We had wonderful experience of attending some folk dances during our tour to the country sides of Taiwan. Many aboriginal tribes still survive today in Taiwan. Because of their long association with nature and reliance on the bounty of the land, forests and water for their livelihood, aboriginals show their reverence towards heaven, earth, spirits and deities with rituals, singing, and dancing. During our tour programme in Taiwan, we also witnessed aboriginal dances, which were quite fascinating. It was a classic experience for us to witness their performances in their traditional colorful garb, which was simply wonderful.

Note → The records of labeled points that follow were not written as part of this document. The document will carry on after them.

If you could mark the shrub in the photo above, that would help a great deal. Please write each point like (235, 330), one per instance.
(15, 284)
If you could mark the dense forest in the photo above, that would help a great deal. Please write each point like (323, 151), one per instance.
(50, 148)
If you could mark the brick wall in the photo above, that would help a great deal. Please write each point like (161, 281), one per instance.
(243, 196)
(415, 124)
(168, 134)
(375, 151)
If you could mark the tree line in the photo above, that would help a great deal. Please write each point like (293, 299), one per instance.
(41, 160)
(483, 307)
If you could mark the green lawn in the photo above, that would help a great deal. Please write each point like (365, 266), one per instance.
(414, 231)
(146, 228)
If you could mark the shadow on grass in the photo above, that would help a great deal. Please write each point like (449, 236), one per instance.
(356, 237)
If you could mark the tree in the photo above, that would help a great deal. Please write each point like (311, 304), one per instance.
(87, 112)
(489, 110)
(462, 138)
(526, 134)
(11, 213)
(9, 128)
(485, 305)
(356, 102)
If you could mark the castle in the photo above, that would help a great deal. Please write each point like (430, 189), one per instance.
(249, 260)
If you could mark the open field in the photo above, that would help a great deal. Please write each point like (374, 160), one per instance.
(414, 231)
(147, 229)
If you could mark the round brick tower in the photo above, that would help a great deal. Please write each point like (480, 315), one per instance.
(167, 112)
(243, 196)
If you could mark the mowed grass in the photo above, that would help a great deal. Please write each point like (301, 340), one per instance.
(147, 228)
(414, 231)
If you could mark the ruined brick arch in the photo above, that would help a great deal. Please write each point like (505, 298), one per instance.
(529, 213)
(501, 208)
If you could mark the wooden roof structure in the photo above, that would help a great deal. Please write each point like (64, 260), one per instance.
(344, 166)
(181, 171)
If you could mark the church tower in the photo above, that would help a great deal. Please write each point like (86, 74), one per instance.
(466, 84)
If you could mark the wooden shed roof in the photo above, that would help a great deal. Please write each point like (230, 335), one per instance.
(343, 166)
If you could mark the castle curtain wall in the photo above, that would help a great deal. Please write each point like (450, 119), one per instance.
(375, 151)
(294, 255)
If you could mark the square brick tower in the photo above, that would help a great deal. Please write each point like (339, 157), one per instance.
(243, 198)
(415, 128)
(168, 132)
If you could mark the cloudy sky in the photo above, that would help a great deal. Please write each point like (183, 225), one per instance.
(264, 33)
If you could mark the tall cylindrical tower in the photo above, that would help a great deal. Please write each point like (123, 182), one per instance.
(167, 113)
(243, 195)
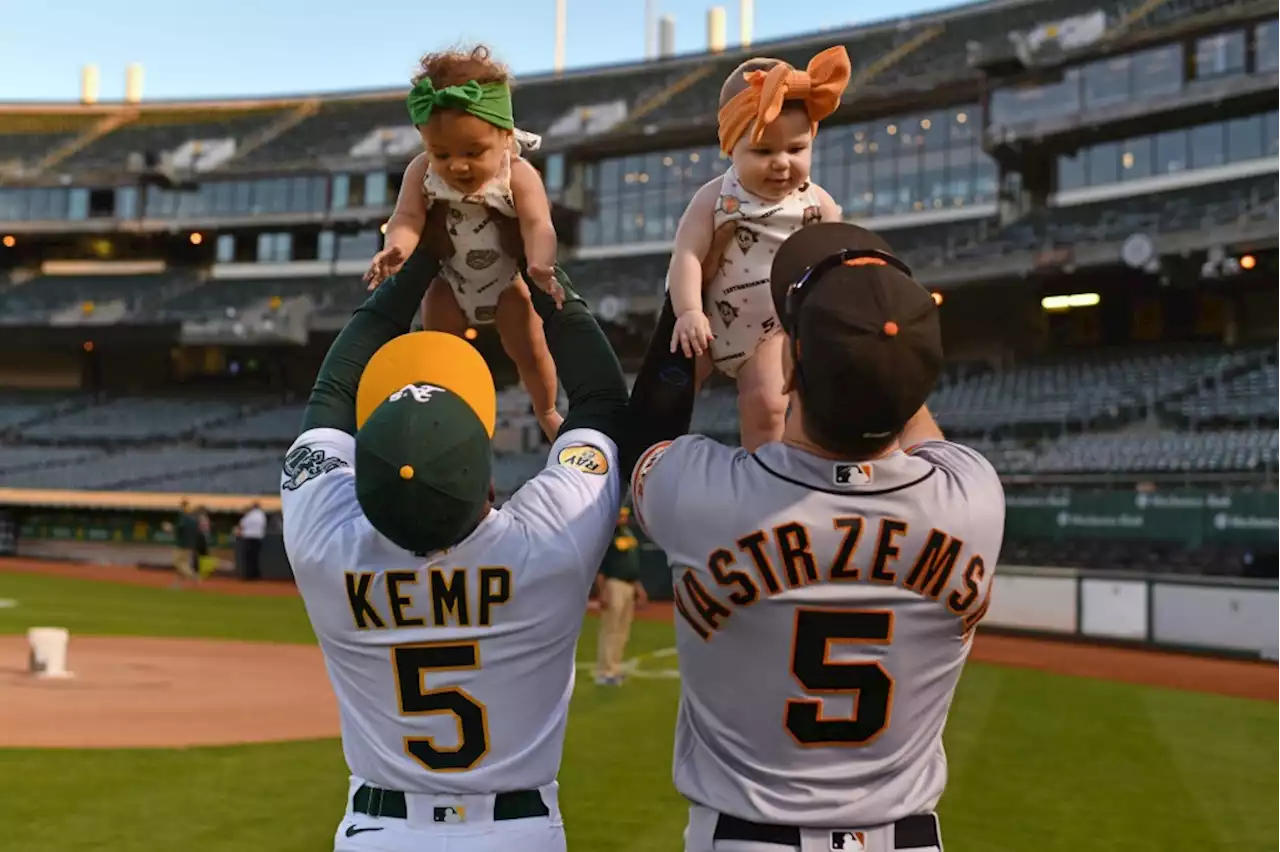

I extended my visit to Taipei by two more days after the official programme of 6-day conference ended to see more of Taiwan, since the visit to Taipei appeared very interesting to me. One of my attractions of the extended visit in Taiwan was visiting the just opened world’s tallest sky-scrapper – the Taipei financial center, known as Taipei 101 because of its 101 stories. The Taipei 101 was the tallest building of the world in 2003, when it was opened on November 14, 2003. The height of Taipei 101 was 509 meters. The cost of construction of the skyscraper was US Dollar 1.7 billion. It has 64 elevators and 50 escalators including two world’s fastest elevators.
In my extended tour itinerary was also included a visit to the Chiang Kai-Shek Memorial, which is a landmark in architectural design. Chiang Kai-Shek Memorial with its complex is located in the outskirts of Taipei. The Chiang Kai-shek Memorial Hall was erected in honor and memory of the founder President of Taiwan, which was opened for visitors in 1980. The beautiful memorial hall is one of most attractive landmark monuments in Taipei. It is white on four sides with blue roof and octagon-shaped. The height of the memorial hall is 76 meters. It is interesting to note that the memorial has two sets of white stairs, each with 89 steps to represent Chiang’s age at the time of his death leading to the main entrance. At the ground level of the memorial hall located a library and a museum which was highly fortified like a bunker as told by the guide to the Memorial documenting Chiang Kai-shek’s life and history of development of Taiwan. It had a lot of precious Chinese articles brought from the mainland China when Chiang Kai-shek fled to Taiwan and established his rule there before Communist take-over of the main land China. The upper part of the memorial Hall contains a large Bronze statue of Chiang Kai-shek, where a guard of honor ceremony takes place at regular intervals. The Chiang Kai-shek Memorial complex covers a big area of 60 acres, within which are located Chiang Kai-shek Memorial Hall at the Liberty Square, the Chiang Kai-shek Memorial park, Democracy Square, the National Theater and Concert Hall, all of which are worth visiting.
I left Taipei at the end of my visit to Taiwan with a wonderful memorable experience of the beautiful island country in the South-east Asia.
[The author is a retired Professor of Bangladesh Agricultural University, Mymensingh.]